Recognition: no theorem link
SoftSAE: Dynamic Top-K Selection for Adaptive Sparse Autoencoders
Pith reviewed 2026-05-11 01:54 UTC · model grok-4.3
The pith
Sparse autoencoders can adapt the number of active features to each input's complexity instead of using one fixed count.
A machine-rendered reading of the paper's core claim, the machinery that carries it, and where it could break.
Core claim
SoftSAE uses a differentiable Soft Top-K operator to learn an input-dependent sparsity level k. This allows the model to adjust the number of active features based on the complexity of each input. As a result, the representation better matches the structure of the data, and the explanation length reflects the amount of information in the input.
What carries the argument
The differentiable Soft Top-K operator, which approximates discrete top-k selection so that both the chosen features and the effective value of k can be learned from data via gradients.
Load-bearing premise
The number of relevant factors in natural data changes enough from sample to sample that a single fixed sparsity level K is noticeably suboptimal.
What would settle it
A controlled test on data where every input has the same intrinsic dimensionality, in which SoftSAE would show no improvement over a fixed-K SAE in reconstruction error or feature interpretability.
Figures
read the original abstract
Sparse Autoencoders (SAEs) have become an important tool in mechanistic interpretability, helping to analyze internal representations in both Large Language Models (LLMs) and Vision Transformers (ViTs). By decomposing polysemantic activations into sparse sets of monosemantic features, SAEs aim to translate neural network computations into human-understandable concepts. However, common architectures such as TopK SAEs rely on a fixed sparsity level. They enforce the same number of active features (K) across all inputs, ignoring the varying complexity of real-world data. Natural data often lies on manifolds with varying local intrinsic dimensionality, meaning the number of relevant factors can change significantly across samples. This suggests that a fixed sparsity level is not optimal.
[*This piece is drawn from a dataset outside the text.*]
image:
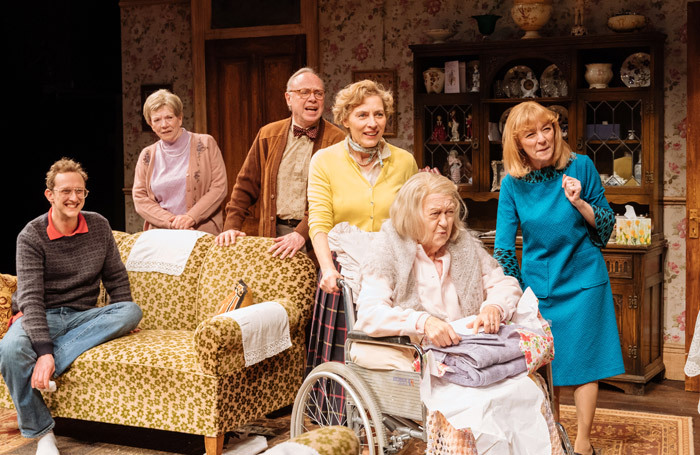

Simple inputs may require only a few features, while more complex ones need more expressive representations. Using a constant K can therefore introduce noise in simple cases or miss important structure in more complex ones. To address this issue, we propose SoftSAE, a sparse autoencoder with a Dynamic Top-K selection mechanism. Our method uses a differentiable Soft Top-K operator to learn an input-dependent sparsity level k. This allows the model to adjust the number of active features based on the complexity of each input. As a result, the representation better matches the structure of the data, and the explanation length reflects the amount of information in the input. Experimental results confirm that SoftSAE not only finds meaningful features, but also selects the right number of features for each concept. The source code is available at: https://github.com/St0pien/SoftSAE.
Editorial analysis
A structured set of objections, weighed in public.
Referee Report
Summary. The paper proposes SoftSAE, a sparse autoencoder architecture that replaces the fixed-K top-k selection of standard TopK SAEs with a differentiable Soft Top-K operator. This operator is intended to produce an input-dependent sparsity level k that adapts to the local complexity of each sample, motivated by the observation that natural data manifolds exhibit varying intrinsic dimensionality. The authors claim that the resulting representations are more faithful, with experimental results purportedly confirming both the discovery of meaningful monosemantic features and the selection of appropriate per-concept feature counts. Source code is provided.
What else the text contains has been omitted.